Parameter:
OIDC_LOGIN_COOKIE_DURATION_SECShort description: Lifetime of the OIDC login session cookie in seconds – after that, the user must re-authenticate with the OIDC provider.
Profile
Parameter | OIDC_LOGIN_COOKIE_DURATION_SEC |
Category | Security / TLS |
Component | Server |
Available since | 12.0.2 |
Supported versions | 12.0, 14.0, 14.5, 14.5.1 |
GUI equivalent | notes.ini only (no GUI) |
Possible values | 30–900 seconds (default 120) |
Description
After a successful OIDC login, Domino sets a session cookie that confirms authentication for a limited time.
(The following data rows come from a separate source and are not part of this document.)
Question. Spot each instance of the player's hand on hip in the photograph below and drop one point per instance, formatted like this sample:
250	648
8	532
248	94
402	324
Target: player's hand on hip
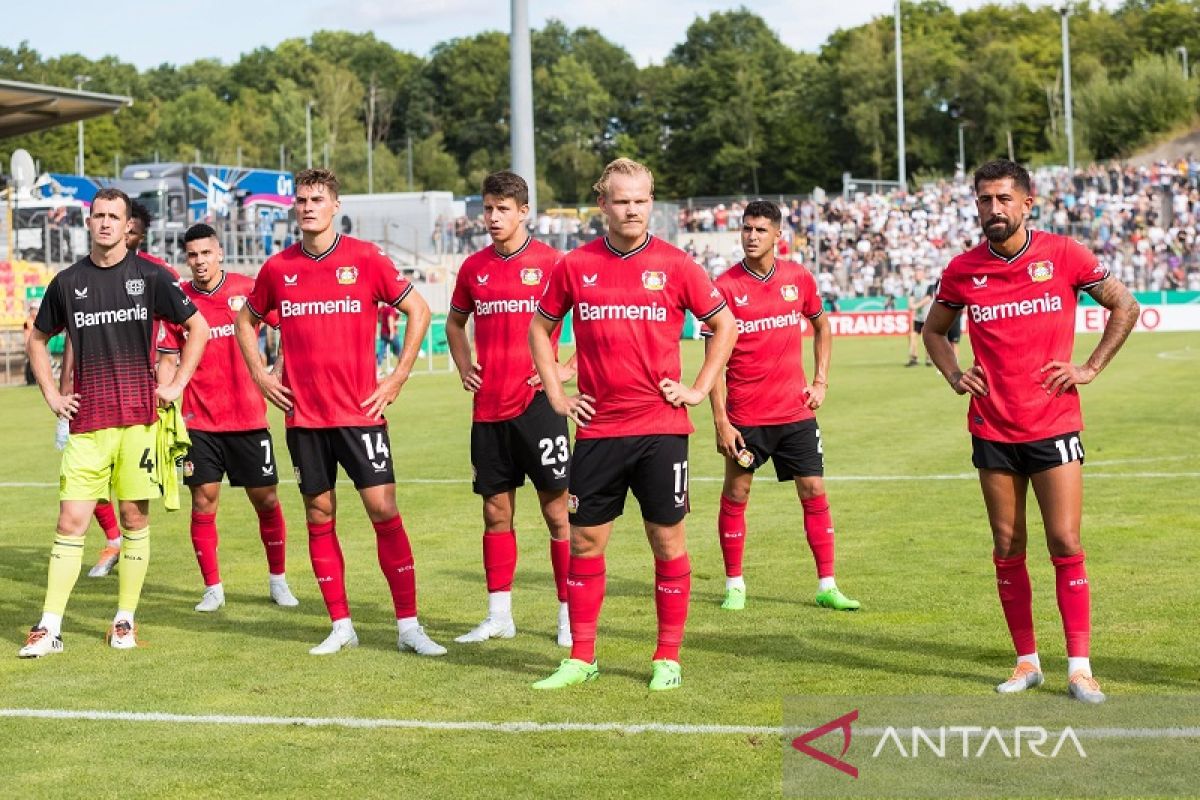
384	395
64	405
973	382
679	395
473	378
729	440
1060	376
577	408
814	396
274	390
OIDC_LOGIN_COOKIE_DURATION_SEC defines how long this cookie remains valid before Domino queries the IdP again. Shorter times (30–60 s) increase security – revoked accounts or policy changes take effect faster – but cause more round trips to the IdP. Longer times (300–900 s) reduce IdP load and are more pleasant for single-page apps with many XHR calls.Example configuration
OIDC_LOGIN_COOKIE_DURATION_SEC=300
Notes & pitfalls
- Make a deliberate trade-off between security (short lifetime) and performance (long lifetime).
- Takes effect after an HTTP restart.
- For especially critical applications, additionally limit the lifetime on the application side (re-auth trigger).
- Pairs with
OIDC_LOGIN_CLOCK_SKEW_SEC,OIDC_LOGIN_ENABLE_REDIRECT, and Internet Site session settings.
- The IdP-side token lifetime should be at least as long as this cookie duration.